Some consider the 33-year-old Hart today's king of comedy.
"He is willing to share his life and experiences from his past," said Steve Harvey, one of the "Original Kings" who has given Hart advice through his career. Hart has appeared as a co-host on Harvey's nationally-syndicated radio program, "The Steve Harvey Morning Show" and will be in the upcoming film "Act Like A Lady, Think Like A Man," which is based on Harvey's best-selling book.
"Kevin is open about his relationship, his parenting skills and his childhood," he continues. "That's how you get an audience to identify. He's probably doing it better than anyone else right now. That's what I like about him."
In "Laugh at My Pain," Hart openly talks about at his father's drug addiction, pokes fun at how his family coped with the death of his mother, takes a jab at his 5-foot-5 height and discusses his legal separation from his wife Torre Hart, who is also a comedian. The movie also includes a touching moment when Hart visits his hometown in Philadelphia: He holds a family gathering and tears up while giving thanks to his aunt and others for supporting him after his mother died from cancer in 2007.
The film, co-directed by Hart, was filmed during his 90-city tour earlier this year. The tour grossed more than $15 million.
"I talk about the things people normally wouldn't laugh at," he said. "Those moments were tough. But you got to take your lumps. You don't have a success story without them."

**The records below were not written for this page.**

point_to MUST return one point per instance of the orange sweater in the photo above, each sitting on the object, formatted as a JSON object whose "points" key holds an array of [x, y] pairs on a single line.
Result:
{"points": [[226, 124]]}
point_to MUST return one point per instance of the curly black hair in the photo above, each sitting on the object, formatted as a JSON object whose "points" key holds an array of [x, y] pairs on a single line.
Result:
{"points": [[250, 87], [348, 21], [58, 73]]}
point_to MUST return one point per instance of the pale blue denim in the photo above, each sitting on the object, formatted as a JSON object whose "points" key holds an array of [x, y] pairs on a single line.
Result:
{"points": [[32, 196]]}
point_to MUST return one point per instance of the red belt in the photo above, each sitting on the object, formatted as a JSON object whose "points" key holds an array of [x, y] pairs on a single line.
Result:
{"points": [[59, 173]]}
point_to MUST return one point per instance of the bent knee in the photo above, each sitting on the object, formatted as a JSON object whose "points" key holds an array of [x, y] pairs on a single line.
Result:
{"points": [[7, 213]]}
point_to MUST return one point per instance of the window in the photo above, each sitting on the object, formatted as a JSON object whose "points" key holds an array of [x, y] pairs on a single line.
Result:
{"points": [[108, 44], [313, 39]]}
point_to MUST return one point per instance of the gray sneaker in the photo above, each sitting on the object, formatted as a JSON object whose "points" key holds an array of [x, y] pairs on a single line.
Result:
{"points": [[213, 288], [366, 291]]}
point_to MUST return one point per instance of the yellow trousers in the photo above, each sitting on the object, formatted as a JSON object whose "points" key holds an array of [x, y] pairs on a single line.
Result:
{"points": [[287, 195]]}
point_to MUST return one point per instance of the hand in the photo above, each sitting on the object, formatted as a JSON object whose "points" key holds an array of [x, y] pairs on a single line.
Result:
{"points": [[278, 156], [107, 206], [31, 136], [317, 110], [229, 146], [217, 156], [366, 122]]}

Hart has used the Internet and social media to his advantage, occasionally responding to many of his 2 million-plus followers on Twitter, along with interactions on Facebook and live chat through the Web site Ustream. He also posted a few videos of his personal life that went viral — hanging out with Jermaine Durpi and Diddy, and playing a pickup basketball game against NBA player Shannon Brown.
"Visual media is huge," he said. "The Internet has taken such a hold on our society today. For our youth, that's how they operate. Television is going to get to the point where it's going to go through the Internet. So, I'm just trying to get my hand on it early."
Ultimately, Hart wants to build his brand beyond comedy. He's appeared in lead and cameo roles in more than 20 movies since 2002 with a resume that includes "Soul Plane," "Fools Gold," "Little Fockers" and "Death at a Funeral." Most have not received good reviews, but he looks at each role as an opportunity to enhance his likeability.
Hart isn't shy about letting people know he's made plenty of money during his career. But he also wants his career to be more than making the big bucks, looking to own his projects as a writer and producer like his idol Chris Rock.
"I'm a millionaire, but it's not enough," Hart said. "It's about owning. It's not about making the money. It's about what you do with the money once you have it. Chris Rock directs, writes, produces and stars in his projects. He creates because he wants to keep his brand going."
Hart has already made an impression as a business-minded entertainer. He met with AMC Theaters executives to help close the deal on his debut standup movie.
"You know the term showbiz? Well, Kevin knows how to go back and forth from the show and biz," said Jeff Clanagan, the CEO of Codeblack Entertainment, which produced and distributed "Laugh at My Pain." "He's talented. We all know that. But he can also put on the CEO hat. There are not many people who can do the show and the business."
Outside of his comedy and acting endeavors, he is filming a documentary to explore the preparation of his comedy act, and has recently launched own mobile application, "Little Jumpman," a game that shows a character with the likeness of Hart jumping as high as he can to earn points. The comedian's YouTube video channel, Twitter and Facebook updates can also be accessed through the application.
"It's all about my long term goals," he said. "How do I become a mogul? The only way to do that is to constantly reinvent myself and invest in myself."